An application for a non-party costs order by an insurer against a credit hire organisation (CHO) was refused – following a finding of fundamental dishonesty against its customer at trial – where the CHO had not had sufficient control of the underlying litigation to suggest it was the real party to those proceedings.

In contrast with Select Car Rentals (North West) Limited v Esure Services Ltd [2017] WLR 4426 where a non-party costs order had been granted, the CHO in the instant case had not retained solicitors for the hire customer, was not in direct contact with the at-fault insurer, did not have the power to deduct its hire charges from any personal injury damages, nor did it operate as de facto claims manager for its hire customer.

The applications before the court
[53]… The passage from Professor Zuckerman’s book [Zuckerman on Civil Procedure : Principles of Practice, 4th Edition] provides a reasonable summary of the general position: 
“There are mainly two broad reasons that may justify a costs award against a non-party. 
[1] A non-party may be ordered to pay costs if they controlled the proceedings for their own benefit. In such a case the non-party is effectively a party, and since they would benefit from a favourable outcome of the proceedings, they should also bear the costs of an unfavourable outcome. We may refer to this ground of ordering costs as the control–benefit ground. 
[2] The second type of justification is more complex and troublesome. It concerns situations where the non-party has helped a party to bring or sustain proceedings by providing financial or other assistance, without which the litigation would not have taken place and the successful party would not have incurred expenses. We may refer to this ground as the funding ground. 
Although the two grounds appear distinct they are bound up together because the court would not normally order a funder to pay costs unless the funder stood to benefit from the funding arrangement, as where the funder agrees to fund proceedings in exchange for a share of the recovery. These two grounds are therefore not mutually exclusive. Furthermore, they are not exhaustive. 
A costs order may be made where a person has neither controlled nor funded the litigation, as where solicitors failed to obtain legal expenses insurance for their client and failed to inform them of their costs exposure.”
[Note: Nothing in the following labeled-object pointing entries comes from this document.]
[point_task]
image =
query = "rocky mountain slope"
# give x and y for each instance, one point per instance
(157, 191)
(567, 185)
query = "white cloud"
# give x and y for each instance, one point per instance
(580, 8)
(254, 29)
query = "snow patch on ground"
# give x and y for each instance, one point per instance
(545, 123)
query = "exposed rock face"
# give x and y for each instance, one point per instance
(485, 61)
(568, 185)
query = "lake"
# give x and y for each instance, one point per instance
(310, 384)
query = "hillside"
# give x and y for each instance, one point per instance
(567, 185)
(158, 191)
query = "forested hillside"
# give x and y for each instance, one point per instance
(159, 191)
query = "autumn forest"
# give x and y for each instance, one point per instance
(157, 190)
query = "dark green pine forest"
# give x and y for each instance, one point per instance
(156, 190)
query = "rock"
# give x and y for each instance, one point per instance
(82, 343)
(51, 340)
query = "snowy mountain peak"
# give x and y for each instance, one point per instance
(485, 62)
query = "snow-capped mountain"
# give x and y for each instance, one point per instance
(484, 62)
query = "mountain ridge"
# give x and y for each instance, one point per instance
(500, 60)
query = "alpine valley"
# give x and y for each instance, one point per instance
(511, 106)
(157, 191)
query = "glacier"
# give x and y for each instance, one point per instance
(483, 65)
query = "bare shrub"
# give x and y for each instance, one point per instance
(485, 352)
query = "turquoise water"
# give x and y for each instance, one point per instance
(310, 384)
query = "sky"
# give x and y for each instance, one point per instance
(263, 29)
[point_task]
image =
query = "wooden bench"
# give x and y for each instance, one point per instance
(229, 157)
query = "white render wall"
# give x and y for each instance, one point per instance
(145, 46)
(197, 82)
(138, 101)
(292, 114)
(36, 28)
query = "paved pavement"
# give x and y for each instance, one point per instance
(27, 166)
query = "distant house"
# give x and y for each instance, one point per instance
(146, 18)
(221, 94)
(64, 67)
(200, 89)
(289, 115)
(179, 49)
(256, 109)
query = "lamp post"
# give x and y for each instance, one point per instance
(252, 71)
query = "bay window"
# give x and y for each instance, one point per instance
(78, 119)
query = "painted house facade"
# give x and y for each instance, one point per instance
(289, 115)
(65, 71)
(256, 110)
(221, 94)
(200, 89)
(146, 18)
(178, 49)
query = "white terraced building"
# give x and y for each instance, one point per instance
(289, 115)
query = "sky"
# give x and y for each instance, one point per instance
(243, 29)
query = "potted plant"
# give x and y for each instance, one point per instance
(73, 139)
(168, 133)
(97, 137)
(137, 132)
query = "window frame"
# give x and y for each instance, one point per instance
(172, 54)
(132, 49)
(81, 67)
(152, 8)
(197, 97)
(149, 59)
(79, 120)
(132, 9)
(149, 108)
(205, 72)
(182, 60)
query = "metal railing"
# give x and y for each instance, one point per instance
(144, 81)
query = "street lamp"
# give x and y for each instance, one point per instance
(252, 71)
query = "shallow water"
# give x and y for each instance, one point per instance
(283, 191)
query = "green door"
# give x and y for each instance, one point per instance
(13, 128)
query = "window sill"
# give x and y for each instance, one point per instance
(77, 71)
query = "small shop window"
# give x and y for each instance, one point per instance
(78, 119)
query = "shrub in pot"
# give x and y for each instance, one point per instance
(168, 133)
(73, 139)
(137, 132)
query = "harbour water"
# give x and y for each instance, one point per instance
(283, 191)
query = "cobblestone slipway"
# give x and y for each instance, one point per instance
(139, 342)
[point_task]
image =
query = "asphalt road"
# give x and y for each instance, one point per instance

[54]    … The court must enquire whether the non-party has controlled the proceedings for their own benefit to the extent that they are the “real party” or whether they have funded the litigation which would not have taken place without their support…
[58]    The District Judge… compared the application he was trying with the facts that were found by the Recorder in Select Car Rentals (North West) Limited v Esure Services Limited [2017] WLR 4426. 
… By way of comparison in the current application:
•    Select had retained the Solicitors for the Claimant – the Appellant did not; 
•    Select was in direct email contact with the insurer – the Appellant was not; 
•    The claimant was obliged by the credit hire agreement to co-operate in the instruction of a solicitor nominated by the company- common to both cases; 
•    The claimant gave Select the power to deduct the hire charges directly from any personal injury damages- not the case with the Appellant; 
•    The claimant gave Select an irrevocable authority to provide any engineering report and updates to Select – not the case with the Appellant; 
•    The claimant granted Select the right to pursue an action in her name – the same was granted to the Appellant; 
•    Select operated as de facto claims managers – the Appellant did not.
[68]    I have found that the District Judge fell into error by ordering the Appellant to pay the Respondents costs and accordingly I intend to grant the appeal.